Moving from one gray area to another, since we have pre-season AP and Coaches polls, we might as well have pre-season bowl projections, too. The SBNation CFB site recently released their way-too-early projection which has Michigan slated for the Outback Bowl against Auburn. Ahead of the Wolverines, they have Ohio State in the playoff, Penn State in the Orange Bowl against Clemson, and Wisconsin against Washington in the Fiesta Bowl. Other B1G teams included in the list are Northwestern, Nebraska, Indiana, Minnesota and Iowa. Slotting Michigan into the Outback bowl implies a third place finish in the B1G East (OSU, PSU, Michigan), with Wisconsin winning the B1G West and losing to OSU in the B1G Championship game.
Where do you think Michigan will finish the season? Will this young team shock the (college football) world? Or will this be a rebuilding year? If 9-3 can even be considered a rebuilding year for a P5 team... Weigh in with the poll below and down in the comments.
What will Michigan’s regular season record be?
This poll is closed
Starting as a Freshman for Michigan is the sort of stuff from where dreams are woven, and Ben Bredeson realized that dream.

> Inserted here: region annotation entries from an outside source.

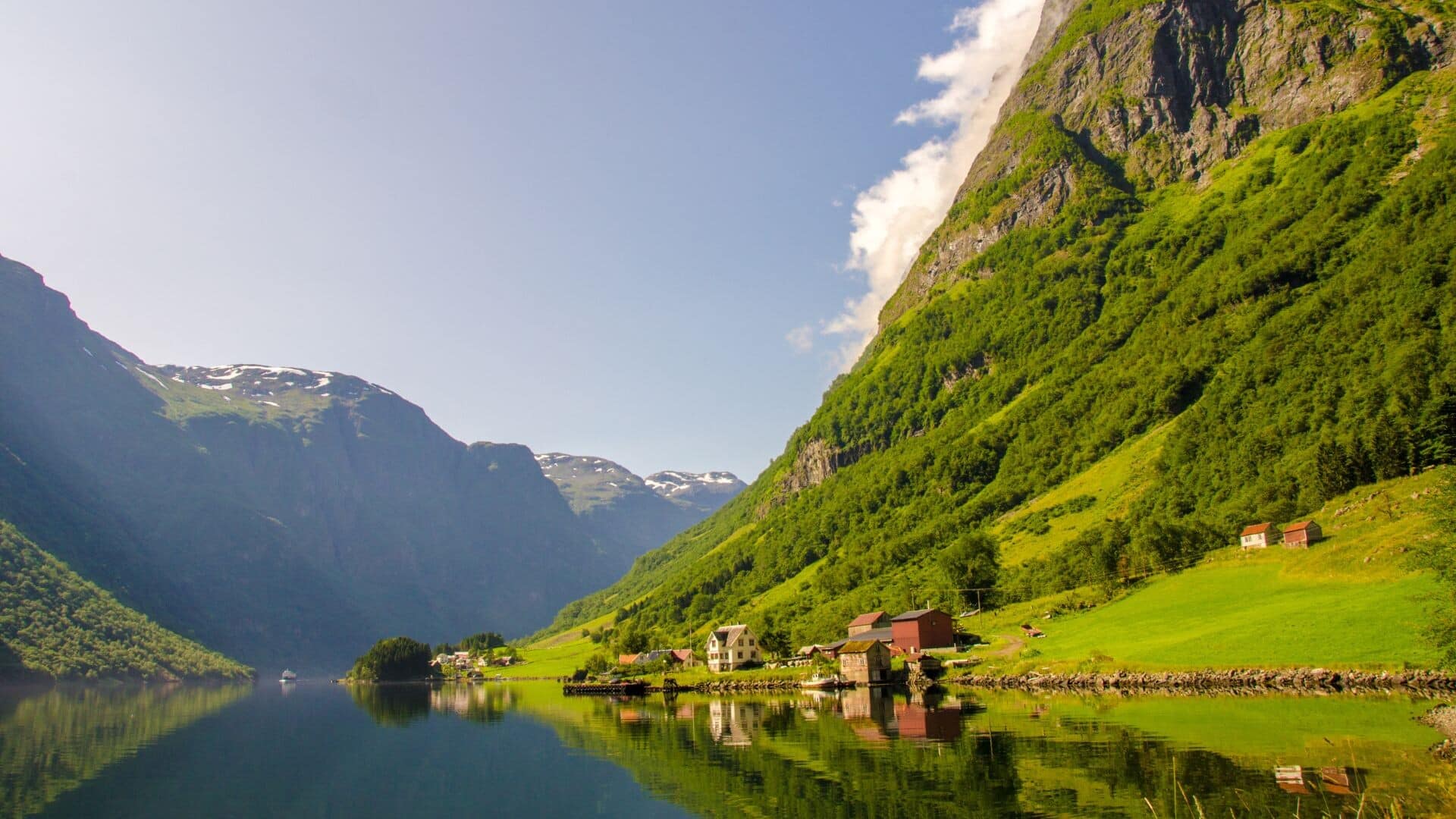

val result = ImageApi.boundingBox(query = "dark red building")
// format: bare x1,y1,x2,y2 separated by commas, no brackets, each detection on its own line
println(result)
890,609,956,653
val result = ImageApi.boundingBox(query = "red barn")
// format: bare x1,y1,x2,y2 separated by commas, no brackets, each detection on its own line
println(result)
890,609,956,653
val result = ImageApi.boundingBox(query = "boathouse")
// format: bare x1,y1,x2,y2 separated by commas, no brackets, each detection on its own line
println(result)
1284,520,1325,549
839,640,890,685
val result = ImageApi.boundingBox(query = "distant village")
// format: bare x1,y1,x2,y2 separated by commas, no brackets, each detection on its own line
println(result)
602,520,1323,685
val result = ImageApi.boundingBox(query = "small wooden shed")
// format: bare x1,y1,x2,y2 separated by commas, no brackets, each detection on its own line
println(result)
839,640,890,685
1284,520,1325,549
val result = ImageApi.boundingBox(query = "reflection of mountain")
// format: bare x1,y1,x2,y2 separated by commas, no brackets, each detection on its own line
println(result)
0,685,250,816
429,685,516,723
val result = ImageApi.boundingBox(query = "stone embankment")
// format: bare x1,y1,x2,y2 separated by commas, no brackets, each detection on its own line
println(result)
679,679,799,694
946,669,1456,695
1421,705,1456,762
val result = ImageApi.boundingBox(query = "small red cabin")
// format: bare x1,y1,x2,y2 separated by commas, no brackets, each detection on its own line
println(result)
890,609,956,653
1284,520,1325,549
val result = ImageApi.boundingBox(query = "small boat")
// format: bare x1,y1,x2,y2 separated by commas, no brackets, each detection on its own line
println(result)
799,673,855,691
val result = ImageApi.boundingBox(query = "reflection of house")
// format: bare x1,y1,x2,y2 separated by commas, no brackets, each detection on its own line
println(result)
846,612,890,637
1239,523,1279,549
905,651,940,676
839,640,890,685
1284,520,1325,549
896,693,961,742
708,625,763,672
890,609,956,653
708,699,758,748
840,688,896,742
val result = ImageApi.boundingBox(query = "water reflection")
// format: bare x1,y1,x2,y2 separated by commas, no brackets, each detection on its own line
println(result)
0,685,252,816
348,685,434,727
445,685,1456,816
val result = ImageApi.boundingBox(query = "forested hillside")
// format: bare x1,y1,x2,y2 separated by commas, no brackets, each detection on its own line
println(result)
0,259,620,673
0,520,252,680
555,0,1456,642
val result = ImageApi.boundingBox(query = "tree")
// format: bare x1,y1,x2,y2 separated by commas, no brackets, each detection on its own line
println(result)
939,531,1000,604
1415,466,1456,667
350,637,431,680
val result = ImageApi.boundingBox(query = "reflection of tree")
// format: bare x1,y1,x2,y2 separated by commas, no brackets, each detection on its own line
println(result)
0,685,252,816
350,683,429,726
429,685,514,723
518,689,1439,817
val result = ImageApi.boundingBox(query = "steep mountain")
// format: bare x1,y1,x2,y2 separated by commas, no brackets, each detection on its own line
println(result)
0,520,249,680
536,452,744,574
645,469,748,514
555,0,1456,650
0,259,616,670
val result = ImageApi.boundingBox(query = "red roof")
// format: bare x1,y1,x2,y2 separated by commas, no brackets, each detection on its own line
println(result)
849,612,885,628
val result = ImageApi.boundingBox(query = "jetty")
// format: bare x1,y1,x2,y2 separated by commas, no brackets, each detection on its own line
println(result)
560,679,646,697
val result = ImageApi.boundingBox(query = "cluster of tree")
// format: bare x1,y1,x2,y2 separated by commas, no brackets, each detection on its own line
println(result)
350,637,434,682
555,68,1456,644
1415,469,1456,669
435,631,505,654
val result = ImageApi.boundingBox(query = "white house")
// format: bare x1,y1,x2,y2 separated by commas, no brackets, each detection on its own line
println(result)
708,625,763,673
1239,523,1279,549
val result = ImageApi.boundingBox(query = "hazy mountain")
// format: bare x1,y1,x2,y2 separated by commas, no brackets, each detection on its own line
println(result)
536,452,745,571
0,259,619,667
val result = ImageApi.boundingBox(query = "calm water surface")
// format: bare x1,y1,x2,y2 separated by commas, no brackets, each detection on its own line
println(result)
0,682,1456,817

While he didn’t have a starting spot at the beginning of the season, Bredeson worked his way into starting the final eight games of last year. This year, he retakes his spot as a (relatively) seasoned veteran - next to Senior Mason Cole. The Bredeson/Cole combo will be key this year if Michigan hopes to have an effective running game. For more on Bredeson and his development, check out the video above.
With the season fast approaching, I’m going to close Brews with a little motivation to help get us through this final weekend before Michigan Football returns. Enjoy the clip above, and Go Blue.